On the Other Hand w/ Dan

Challenging Narratives

I will admit that I have done some questionable things in my life. Underlying my stoic image I try to promote is a rebellious nature. The older I get the more I try to channel that rebellion into more productive venues.

Well, the medical industry has sunk its claws into patient care. Since becoming a provider it has become increasingly evident to me just how invasive their influence is. The lobbying for government approval bars many competitors from entry. The agencies that are supposed to protect you actually make you far more vulnerable to rises in cost and to being taken advantage of.

In light of this awareness I have of my own field, and with my demographic of patients frequently being tobacco users, my interests were piqued a couple years ago when some libertarian podcasts I listened to were talking about the bogus reports of “popcorn lung” and some of the other scary headlines about vaping. It isn’t that there weren’t some concerns with the devices, but the medical conditions were from bootleg or after market replacement cartridges for those e-cigs and vaping pens.

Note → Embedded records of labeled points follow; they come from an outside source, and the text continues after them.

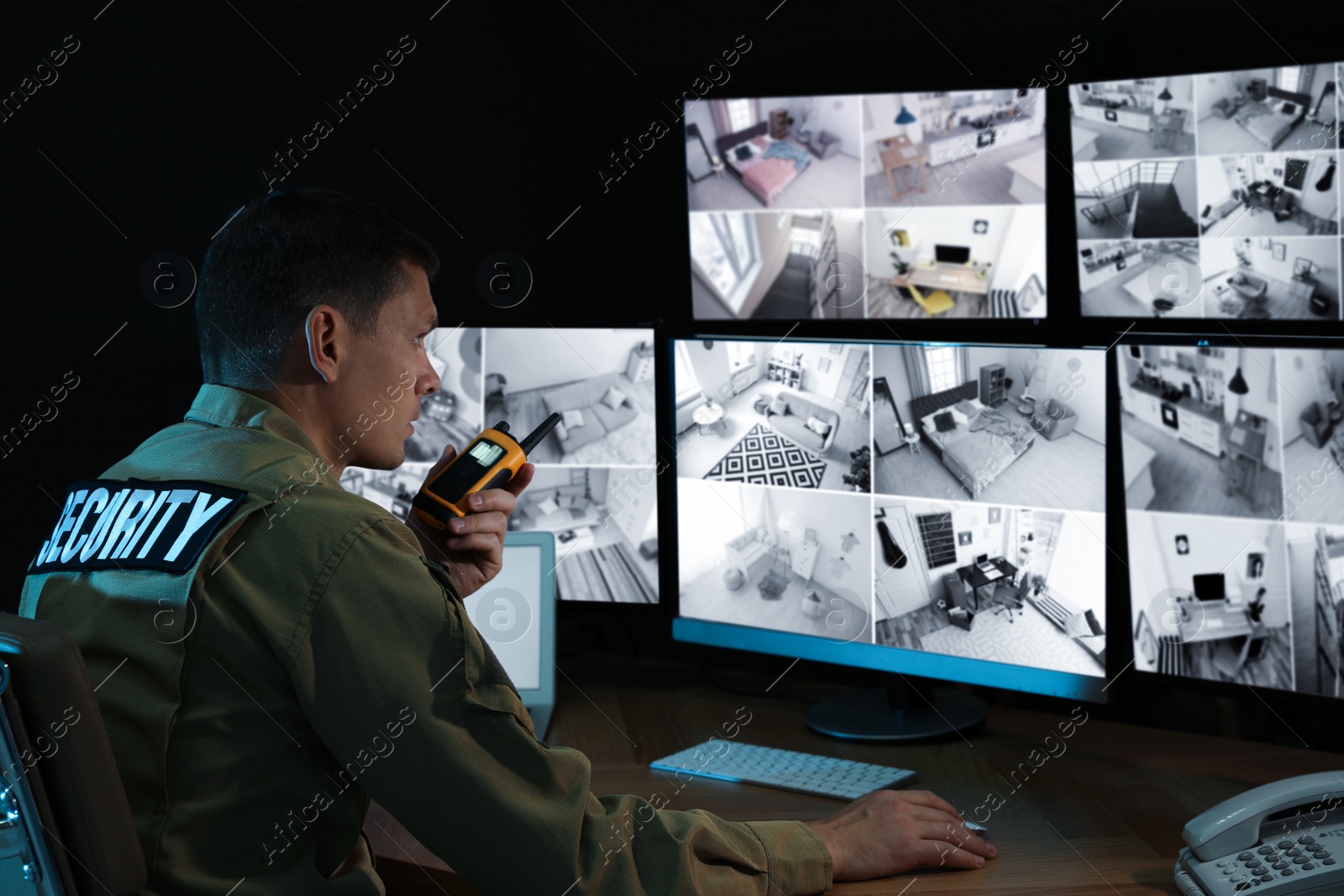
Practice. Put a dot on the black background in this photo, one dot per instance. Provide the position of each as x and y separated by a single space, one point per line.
159 128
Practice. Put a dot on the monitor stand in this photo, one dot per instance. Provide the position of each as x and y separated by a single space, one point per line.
907 708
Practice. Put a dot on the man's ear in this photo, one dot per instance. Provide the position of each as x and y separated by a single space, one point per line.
323 328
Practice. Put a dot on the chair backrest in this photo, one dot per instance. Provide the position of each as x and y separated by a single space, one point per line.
60 772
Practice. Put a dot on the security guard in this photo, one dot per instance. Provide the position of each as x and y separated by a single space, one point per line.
275 651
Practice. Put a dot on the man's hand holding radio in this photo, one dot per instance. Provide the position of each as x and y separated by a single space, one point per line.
474 546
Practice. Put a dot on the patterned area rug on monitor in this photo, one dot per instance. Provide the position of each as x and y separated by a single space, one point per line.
765 457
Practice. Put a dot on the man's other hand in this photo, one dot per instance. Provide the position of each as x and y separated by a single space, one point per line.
472 546
887 832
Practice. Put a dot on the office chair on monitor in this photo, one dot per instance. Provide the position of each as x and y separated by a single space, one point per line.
1010 597
936 302
67 828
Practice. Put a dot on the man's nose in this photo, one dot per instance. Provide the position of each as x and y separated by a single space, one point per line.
428 380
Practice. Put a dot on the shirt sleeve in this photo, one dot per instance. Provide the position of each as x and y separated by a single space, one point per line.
394 676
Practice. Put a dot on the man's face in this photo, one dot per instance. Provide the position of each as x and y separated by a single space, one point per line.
391 374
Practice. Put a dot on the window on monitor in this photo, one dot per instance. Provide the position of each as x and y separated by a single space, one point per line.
941 364
739 355
687 385
739 114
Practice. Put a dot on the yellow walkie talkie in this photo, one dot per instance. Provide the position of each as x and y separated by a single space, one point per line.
490 463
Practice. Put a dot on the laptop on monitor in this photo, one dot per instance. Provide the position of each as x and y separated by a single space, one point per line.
515 614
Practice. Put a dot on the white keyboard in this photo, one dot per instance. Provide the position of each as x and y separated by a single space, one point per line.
803 773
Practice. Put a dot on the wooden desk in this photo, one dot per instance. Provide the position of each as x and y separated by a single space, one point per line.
974 577
1102 815
942 275
900 152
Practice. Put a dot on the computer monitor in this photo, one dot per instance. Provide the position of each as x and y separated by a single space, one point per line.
1198 194
952 254
810 526
800 206
1210 586
595 486
1234 524
515 614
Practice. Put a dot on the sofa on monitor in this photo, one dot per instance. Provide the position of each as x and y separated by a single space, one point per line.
788 416
597 417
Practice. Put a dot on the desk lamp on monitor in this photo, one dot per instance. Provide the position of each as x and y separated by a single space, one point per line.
804 532
1236 563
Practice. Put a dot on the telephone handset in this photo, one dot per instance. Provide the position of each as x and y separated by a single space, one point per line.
1287 837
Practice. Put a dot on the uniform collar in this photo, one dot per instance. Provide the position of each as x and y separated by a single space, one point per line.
232 407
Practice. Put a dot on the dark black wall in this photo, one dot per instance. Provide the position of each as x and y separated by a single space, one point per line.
490 137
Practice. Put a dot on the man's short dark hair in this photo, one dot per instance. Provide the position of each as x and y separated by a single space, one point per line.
279 258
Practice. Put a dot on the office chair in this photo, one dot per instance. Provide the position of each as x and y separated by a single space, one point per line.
66 829
1008 597
937 302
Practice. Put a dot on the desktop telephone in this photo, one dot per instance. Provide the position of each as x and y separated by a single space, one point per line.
1287 837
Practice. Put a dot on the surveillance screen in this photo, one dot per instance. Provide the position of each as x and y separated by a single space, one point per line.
947 499
1209 195
1236 533
874 206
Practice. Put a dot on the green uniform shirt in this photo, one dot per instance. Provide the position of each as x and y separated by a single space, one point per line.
311 658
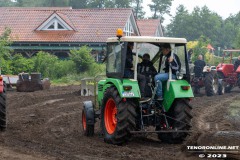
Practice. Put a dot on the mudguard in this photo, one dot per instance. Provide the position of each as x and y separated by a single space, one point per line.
89 111
175 91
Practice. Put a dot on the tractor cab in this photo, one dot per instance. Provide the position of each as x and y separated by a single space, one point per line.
118 105
117 53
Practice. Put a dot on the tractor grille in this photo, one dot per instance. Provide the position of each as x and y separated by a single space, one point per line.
100 87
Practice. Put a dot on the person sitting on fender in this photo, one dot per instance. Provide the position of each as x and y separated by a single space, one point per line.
175 64
128 72
198 66
146 66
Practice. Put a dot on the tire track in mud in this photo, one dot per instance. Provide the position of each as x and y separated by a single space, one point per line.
203 124
48 123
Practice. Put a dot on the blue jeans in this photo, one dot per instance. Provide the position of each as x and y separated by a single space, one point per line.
161 77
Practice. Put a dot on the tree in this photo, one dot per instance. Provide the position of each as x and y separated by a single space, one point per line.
237 40
193 25
159 8
5 52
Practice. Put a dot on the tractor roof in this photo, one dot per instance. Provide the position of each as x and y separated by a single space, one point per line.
142 39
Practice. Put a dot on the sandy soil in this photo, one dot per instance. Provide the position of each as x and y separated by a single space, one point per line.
45 125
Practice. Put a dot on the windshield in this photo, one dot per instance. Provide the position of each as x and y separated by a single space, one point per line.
154 51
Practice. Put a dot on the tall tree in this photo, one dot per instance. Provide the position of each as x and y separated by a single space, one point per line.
200 22
160 8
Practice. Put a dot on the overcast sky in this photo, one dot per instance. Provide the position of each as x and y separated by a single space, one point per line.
222 7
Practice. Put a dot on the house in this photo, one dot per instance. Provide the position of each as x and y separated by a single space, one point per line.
58 30
150 27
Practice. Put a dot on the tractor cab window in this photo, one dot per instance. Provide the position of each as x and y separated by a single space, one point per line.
114 59
179 50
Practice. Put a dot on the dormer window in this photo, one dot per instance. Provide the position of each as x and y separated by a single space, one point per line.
54 23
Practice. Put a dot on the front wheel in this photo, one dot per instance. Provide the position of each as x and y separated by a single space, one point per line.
179 118
118 117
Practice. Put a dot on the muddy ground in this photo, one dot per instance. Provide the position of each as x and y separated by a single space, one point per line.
45 125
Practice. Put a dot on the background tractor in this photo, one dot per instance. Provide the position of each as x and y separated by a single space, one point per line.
118 104
3 88
228 77
206 79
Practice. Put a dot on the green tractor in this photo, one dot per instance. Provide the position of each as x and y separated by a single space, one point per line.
118 104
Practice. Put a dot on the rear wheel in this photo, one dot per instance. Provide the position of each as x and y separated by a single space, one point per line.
3 109
181 114
118 117
88 129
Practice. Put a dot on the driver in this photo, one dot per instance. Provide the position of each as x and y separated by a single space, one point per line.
237 63
175 64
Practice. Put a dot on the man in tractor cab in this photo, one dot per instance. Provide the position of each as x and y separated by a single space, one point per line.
129 73
175 64
237 63
147 69
198 66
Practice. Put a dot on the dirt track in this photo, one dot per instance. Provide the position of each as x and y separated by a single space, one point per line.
46 125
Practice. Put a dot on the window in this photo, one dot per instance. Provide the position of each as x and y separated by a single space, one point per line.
54 23
114 58
128 29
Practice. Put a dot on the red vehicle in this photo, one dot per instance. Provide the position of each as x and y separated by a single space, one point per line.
228 77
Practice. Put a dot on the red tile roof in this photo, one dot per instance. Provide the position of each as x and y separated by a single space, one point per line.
148 27
90 25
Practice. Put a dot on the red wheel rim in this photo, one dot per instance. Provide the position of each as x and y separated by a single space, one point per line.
84 122
110 114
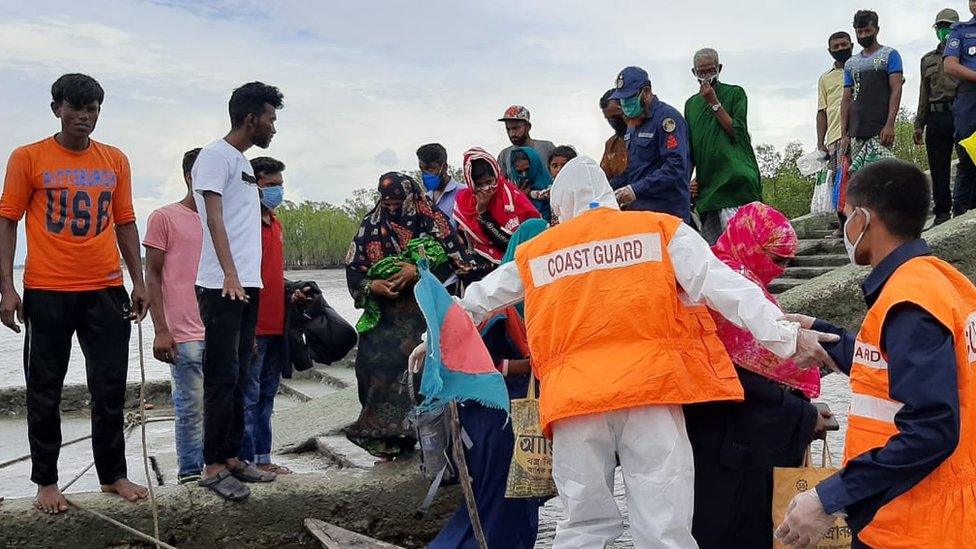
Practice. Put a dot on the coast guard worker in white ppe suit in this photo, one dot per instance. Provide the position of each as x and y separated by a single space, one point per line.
619 343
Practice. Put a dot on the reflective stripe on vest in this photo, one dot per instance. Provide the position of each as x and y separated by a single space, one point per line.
875 408
606 327
869 355
594 256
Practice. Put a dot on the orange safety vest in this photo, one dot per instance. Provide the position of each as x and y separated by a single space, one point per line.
940 511
605 324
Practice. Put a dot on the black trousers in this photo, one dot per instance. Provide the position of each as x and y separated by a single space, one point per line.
228 344
100 318
736 446
939 142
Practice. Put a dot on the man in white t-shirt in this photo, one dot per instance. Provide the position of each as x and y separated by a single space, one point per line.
229 281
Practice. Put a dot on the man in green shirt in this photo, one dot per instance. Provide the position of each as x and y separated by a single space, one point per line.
727 174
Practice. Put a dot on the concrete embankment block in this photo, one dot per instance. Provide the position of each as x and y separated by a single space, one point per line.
837 296
379 503
13 400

These articles struck a chord with me, because I trust that brands have a vested interest in protecting their image and reputation. In the wake of these articles, not a single brand was pulling any products from circulation.

In the land of actually understanding markets and some economics, that means a lot. It means they weren’t afraid of being taken to court for their products, because their products weren’t at fault.

As I dug deeper, it also became very clear that there was something very under appreciated about vaping products. While some were concerned that vaping was going to act as a gateway to tobacco use, the exact opposite was actually true. Actual people who were using tobacco were adopting vaping products and removing tobacco from their habits. So why wasn’t this sanctioned by regulating bodies?

Read that again and if you still don’t understand it, what I’m saying is that a known carcinogen was being replaced by a vastly more benign product, and it was being adopted on a very wide basis. It didn’t require any frying eggs in pans with threat of what your lungs would look like, or even any taxes to penalize bad habits. It just required giving a better alternative and letting it compete.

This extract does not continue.